Tuesday, January 11, 2011

Tunisian Rapper Arrested in Wake of Protests

For almost a month, Tunisia has been in upheaval. On December 17th a 26-year-old unemployed college graduate named Mohammed Bouazizi burned himself alive in his hometown of Sidi Bouzid; he would die in hospital three weeks later. In the meantime, his action has set off a wave of protest that has gripped every major city in Tunisia. Unemployment in Tunisia is officially 14%, though most experts estimate it to be much higher. The response of the notoriously corrupt ruling party, headed by President Zine El Abidine Ben Ali, has been indifference and more corruption.

Bouazizi's death clearly ignited a powder-keg of discontent. Since the protests took off in the days following, an estimated 50 people have been killed by police and troops.

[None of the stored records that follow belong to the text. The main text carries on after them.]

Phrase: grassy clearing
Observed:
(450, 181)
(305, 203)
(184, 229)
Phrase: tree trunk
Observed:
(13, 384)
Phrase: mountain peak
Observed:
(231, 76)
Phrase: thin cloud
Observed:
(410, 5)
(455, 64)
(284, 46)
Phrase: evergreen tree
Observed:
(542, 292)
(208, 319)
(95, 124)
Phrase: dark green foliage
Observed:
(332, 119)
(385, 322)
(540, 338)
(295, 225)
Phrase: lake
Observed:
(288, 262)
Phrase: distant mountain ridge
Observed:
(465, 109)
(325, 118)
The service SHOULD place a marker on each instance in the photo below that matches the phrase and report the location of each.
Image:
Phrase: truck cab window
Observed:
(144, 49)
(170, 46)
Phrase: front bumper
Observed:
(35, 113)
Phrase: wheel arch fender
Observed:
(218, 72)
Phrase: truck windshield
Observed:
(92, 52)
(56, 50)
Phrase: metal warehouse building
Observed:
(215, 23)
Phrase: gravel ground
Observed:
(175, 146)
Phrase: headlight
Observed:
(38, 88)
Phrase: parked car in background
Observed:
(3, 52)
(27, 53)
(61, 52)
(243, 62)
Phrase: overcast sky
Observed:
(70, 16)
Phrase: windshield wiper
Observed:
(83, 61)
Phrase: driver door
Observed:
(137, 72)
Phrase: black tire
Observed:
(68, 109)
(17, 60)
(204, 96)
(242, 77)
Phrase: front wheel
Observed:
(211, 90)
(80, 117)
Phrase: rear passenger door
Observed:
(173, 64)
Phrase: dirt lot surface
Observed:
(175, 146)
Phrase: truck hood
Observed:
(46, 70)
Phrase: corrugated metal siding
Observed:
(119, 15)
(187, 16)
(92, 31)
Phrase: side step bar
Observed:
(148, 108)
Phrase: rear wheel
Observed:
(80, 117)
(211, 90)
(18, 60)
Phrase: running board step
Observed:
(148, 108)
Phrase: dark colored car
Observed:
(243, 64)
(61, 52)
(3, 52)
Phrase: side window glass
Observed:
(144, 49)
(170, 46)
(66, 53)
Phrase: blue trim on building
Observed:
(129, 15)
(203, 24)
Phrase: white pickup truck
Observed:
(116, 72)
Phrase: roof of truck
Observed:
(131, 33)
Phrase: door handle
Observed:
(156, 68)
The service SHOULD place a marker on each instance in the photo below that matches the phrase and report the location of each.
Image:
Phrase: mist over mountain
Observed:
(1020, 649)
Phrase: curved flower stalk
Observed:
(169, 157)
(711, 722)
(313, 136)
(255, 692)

It's notable, given how much sensational ink the US media spilled over the uprisings in Iran eighteen months ago, that the American papers are giving little attention to this new movement. That the Tunisian government is on nominally good terms with the US government no doubt plays a role. The similarities between the two popular movements are notable, though. Unemployment, poverty and undemocratic regimes have played a role in both. Like Iran, protesters have made use of Facebook and Twitter in coordinating their actions.

And it's for this reason that, like Iran, Tunisian authorities have done their best to quash these cultural tools. In the past days, several bloggers and other "internet activists" have been arrested. Some have been released.

Among those arrested was one Hamada Ben-Amor, a 22-year-old living in the Mediterranean city of Sfax. Ben-Amor is rapper and musician who goes by the moniker "the General." As the protests and riots gained steam, Ben-Amor took to the studio to record a song entitled "President, Your People Are Dying," which evidently takes up the myriad problems facing Tunisian youth and questions the legitimacy of Ben Ali's 23-year rule. It was soon posted on YouTube.

Last Friday, according to Ben-Amor's brother Hamdi, "Some 30 plainclothes policemen came to our house to arrest Hamada and took him away without ever telling us where to. When we asked why they were arresting him, they said 'he knows why.'"

No word yet on whether Hamada Ben-Amor has been released.

I have no idea what the General is saying in this song, but it's posted here out of solidarity more than anything else. Hip-hop's role as a music of global resistance has been cemented over the past decade, providing a generation of youth a vehicle with which to break the bonds of invisibility. It's this exact reason that the Tunisian government fears it.


Bruce from Accordion Noir said...

Translation posted (not by me) by "totalbelfun" on the original Youtube link:

Ben Ali: You look anxious! Wanna say something?
El General: To the president, today I wanna say something to you, It is on my behalf and on behalf of my people who living in misery 2011! Still people dying of hunger! He wanted to work, he wanted to survive but his voice is silenced Get to the streets and take a look, People are turning mad Police are monsters Speaking only their batons tac tac tac, they don't care As long no one is there to say no

Our laws(rights) in the constitution
Are nothing but a decoration
Everyday, I hear of a new lawsuit
Where the poor was setup
Although they know he/she is a decent person
I see snakes (powerful men) everywhere biting our girls
Will you accept for your dauther to be bit?
I know my words are so hard
You are a father and you wouldn't allow that for your sons
Thus, take my message as one from a son to his father

I am speaking out of suffer We are living like dogs Half of the population living in humuliation and misery Mr. President, your people are dying People are eating rubbish Look at what is happening Miseries everywhere Mr. President, I talk with no fear Although I know I will only get troubles I see injustice everywhere

Till when people are living in illusions?
Where is Freedom of expression?
It is only in your speeches
The country thieves are everywhere
You know I am talking about who..
They stick to their positions, to their outracities

[then totalbelfun, the youtube poster says:]
"It is not complete. I skipped few lines in the end. I will try to post the missing parts ASAP...."

Alexander Billet said...

Wow. Those lyrics are pretty sharp. Thanks for posting them; I didn't see them because I got the video off of Al Jazeera. It's good to have a transaltion!